In the summer of 2019, the Institute for Clinical and Economic Review (ICER) hosted a public meeting to discuss its value assessments of new treatments for Duchenne muscular dystrophy. For patient advocates and others who follow ICER, the events of that day have become rather infamous.

Duchenne is a rare degenerative neuromuscular disorder that leaves most patients unable to walk by they are 12 years old. The vast majority are left paralyzed from the neck down by age 21. The average life expectancy is 26. Of course, ICER’s value assessments rely heavily on the Quality Adjusted Life Year (QALY) standard, which places a monetary value on years lived in perfect health – not a benchmark Duchenne patients will be able to hit.

Parents of Duchenne patients raised concerns about this approach at ICER’s public meeting. One of them asked: “How am I supposed to make some comment on the value of my son’s life?”

The answer from ICER President Steve Pearson: “I’ll be honest, that’s why we don’t have you vote. We don’t think that’s fair, certainly.”

This callous response perfectly summed up a fundamental flaw in ICER’s methodology: It fails to account for – and, in some cases, is hostile to – patients’ perspectives on the value of new drugs and treatments.

Under the QALY standard, drugs that do not restore a patient to perfect health are inherently undervalued, even if – as is the case with Duchenne – a return to perfect health is not currently possible under any scenario. That probably explains why, from 2014 to 2018, none of ICER’s reviews of treatments for rare diseases resulted in a “high value” rating.

However, this isn’t just a problem when it comes to drugs that treat rare diseases.

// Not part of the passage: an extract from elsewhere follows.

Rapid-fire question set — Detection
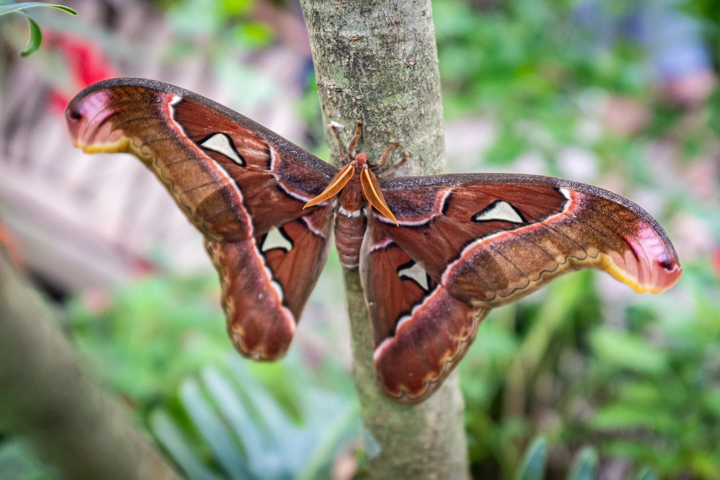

As we’ve noted before, ICER makes cost-per-QALY estimates by constructing artificial simulations that track the progress of hypothetical patient populations through various stages of disease using either the drug being evaluated, or a chosen alternative. The progress in these models is measured by utility scores – usually extracted from literature – that are entirely focused on the functional status and clinical symptoms of patients. These measurements offer no information about the needs of patients or how a particular drug may meet those needs. And that is a serious problem.

In the case of Duchenne, an effective treatment might keep patients out of a wheelchair for a few more years, or continue to be able to feed, dress, and care for themselves.

For patients with rheumatoid arthritis, new drugs could mean the difference between living with minor soreness or unbearable pain.

For other conditions, the manner in which a drug is administered can have a serious impact on its value to a patient. For patients living in rural and underserved areas, drugs that can be self-administered – versus those that require travel to a doctor’s office or hospital – meet a whole different set of needs.

In all these instances, utility scores that focus on a limited number of clinical symptoms will not adequately reflect the value of a medication for a patient population. And, in recent years, ICER has made value assessments that failed to take the perspectives of patients into account in each of these areas. Instead, ICER has adopted an approach that largely reflects the health care provider’s perspective, focusing on broad standards to define symptoms and response levels.

Over the years, ICER has shown a passing interest in incorporating more perspectives in its value assessments by using patient focus groups to gather data. But, for the most part, those efforts have been extremely limited. For example, in a May 2019 assessment, ICER used a “focus group” that consisted of only three people. A few months later, another ICER assessment cited information from a single patient.

In other words, rather than performing real data collection to determine the needs and views of patients, ICER has often chosen to rely on minimal anecdotal evidence. As a result, its assessments rarely reflect the value of treatments from the perspective of patients.

ICER seemed to acknowledge this shortcoming in its methodology last year when it announced changes to its Value Assessment Framework that included changes to its patient engagement practices, but this new approach has yet to adequately address the glaring holes in ICER’s research by giving patients’ needs the careful attention and consideration they deserve.